Dans les détails relayés par la presse internationale, la société néerlandaise explique que sa décision est motivée par un « objectif humanitaire visant à préserver les emplois et les moyens de subsistance, à maintenir des services essentiels à la communauté et à éviter une utilisation détournée de l’installation dans un environnement sécuritaire instable ».
Défis opérationnels
Cette information tombe alors que Heineken, comme plusieurs autres entreprises, fait face depuis plusieurs mois à des difficultés opérationnelles en RDC. La Fédération des entreprises du Congo (FEC) décrivait dans une note publiée le 6 mars 2025, un climat de risques croissants pour les opérateurs dans l’Est du pays, évoquant « de nombreux actes de destruction, de pillage et de violence subis par ses membres » dans les provinces du Nord-Kivu et du Sud-Kivu. « Elles se traduisent par la dégradation des infrastructures, la disparition de documents et d’équipements, ainsi que des atteintes aux biens et aux personnes, y compris aux employés », indiquait l’organisation patronale, citant alors Bralima (la filiale locale de Heineken) parmi les entreprises touchées.
Le même mois, la société a arrêté ses activités dans trois villes (Goma, Bukavu et Uvira), après des raids et pillages ciblés contre ses entrepôts.

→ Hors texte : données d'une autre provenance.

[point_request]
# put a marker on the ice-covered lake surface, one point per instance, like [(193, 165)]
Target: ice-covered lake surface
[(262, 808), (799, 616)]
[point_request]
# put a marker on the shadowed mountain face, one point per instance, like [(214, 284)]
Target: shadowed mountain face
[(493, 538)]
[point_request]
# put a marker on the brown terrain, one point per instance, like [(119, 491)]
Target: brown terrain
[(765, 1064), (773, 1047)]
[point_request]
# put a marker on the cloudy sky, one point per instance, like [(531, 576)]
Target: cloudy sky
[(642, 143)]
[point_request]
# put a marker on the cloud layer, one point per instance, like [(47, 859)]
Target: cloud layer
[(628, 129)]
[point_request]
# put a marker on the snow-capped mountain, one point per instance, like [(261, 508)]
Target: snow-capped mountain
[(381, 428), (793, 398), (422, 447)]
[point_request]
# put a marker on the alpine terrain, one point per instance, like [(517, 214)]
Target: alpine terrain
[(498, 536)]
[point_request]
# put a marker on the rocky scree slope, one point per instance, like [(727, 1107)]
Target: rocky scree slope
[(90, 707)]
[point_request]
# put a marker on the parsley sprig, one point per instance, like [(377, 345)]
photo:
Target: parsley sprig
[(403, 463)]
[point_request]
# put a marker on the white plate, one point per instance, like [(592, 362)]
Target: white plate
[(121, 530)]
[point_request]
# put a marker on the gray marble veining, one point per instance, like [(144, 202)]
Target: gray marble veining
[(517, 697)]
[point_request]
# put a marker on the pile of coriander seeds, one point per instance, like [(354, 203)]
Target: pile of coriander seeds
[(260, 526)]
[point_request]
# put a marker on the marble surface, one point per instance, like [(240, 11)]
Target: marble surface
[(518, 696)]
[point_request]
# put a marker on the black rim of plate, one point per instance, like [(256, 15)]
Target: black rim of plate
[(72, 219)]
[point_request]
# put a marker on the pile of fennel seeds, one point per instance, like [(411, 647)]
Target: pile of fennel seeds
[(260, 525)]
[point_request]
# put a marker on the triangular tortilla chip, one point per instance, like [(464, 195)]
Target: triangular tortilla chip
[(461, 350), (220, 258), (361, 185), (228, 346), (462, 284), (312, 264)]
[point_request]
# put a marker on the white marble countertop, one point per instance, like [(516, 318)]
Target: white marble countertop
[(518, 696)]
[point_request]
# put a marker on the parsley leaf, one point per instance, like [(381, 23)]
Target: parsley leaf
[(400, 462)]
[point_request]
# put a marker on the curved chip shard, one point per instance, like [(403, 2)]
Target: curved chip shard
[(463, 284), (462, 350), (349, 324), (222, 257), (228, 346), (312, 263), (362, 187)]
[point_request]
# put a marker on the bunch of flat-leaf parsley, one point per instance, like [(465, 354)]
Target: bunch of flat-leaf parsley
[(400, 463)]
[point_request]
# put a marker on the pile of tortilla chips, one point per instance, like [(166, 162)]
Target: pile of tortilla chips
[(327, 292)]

Elle a indiqué que les activités y resteront suspendues tant que la situation sécuritaire ne permettrait pas une réouverture. Trois mois plus tard, Heineken a indiqué avoir perdu le contrôle opérationnel des sites de Bukavu et Goma. « Les conditions nécessaires pour opérer de manière responsable et sûre ne sont plus réunies, et depuis le 12 juin 2025, nous avons perdu le contrôle opérationnel », a déclaré l’entreprise, précisant que sa filiale locale Bralima continue d’opérer dans d’autres régions du pays non touchées par le conflit.
Un marché local sous tension
Selon les données de Heineken citées par le média local Bankable, « les installations de Goma, Bukavu et Uvira représentaient à elles seules près d’un tiers des revenus de Bralima en RDC ». Les difficultés opérationnelles de l’entreprise néerlandaise surviennent dans un marché congolais de la bière en croissance soutenue. D’après le cabinet BarthHaas, la production nationale a atteint 520 millions de litres en 2023, soit une hausse annuelle de 6 %, ce qui fait du pays le sixième producteur d'Afrique. En 2024, ce chiffre a grimpé à 530 millions de litres, selon la même source.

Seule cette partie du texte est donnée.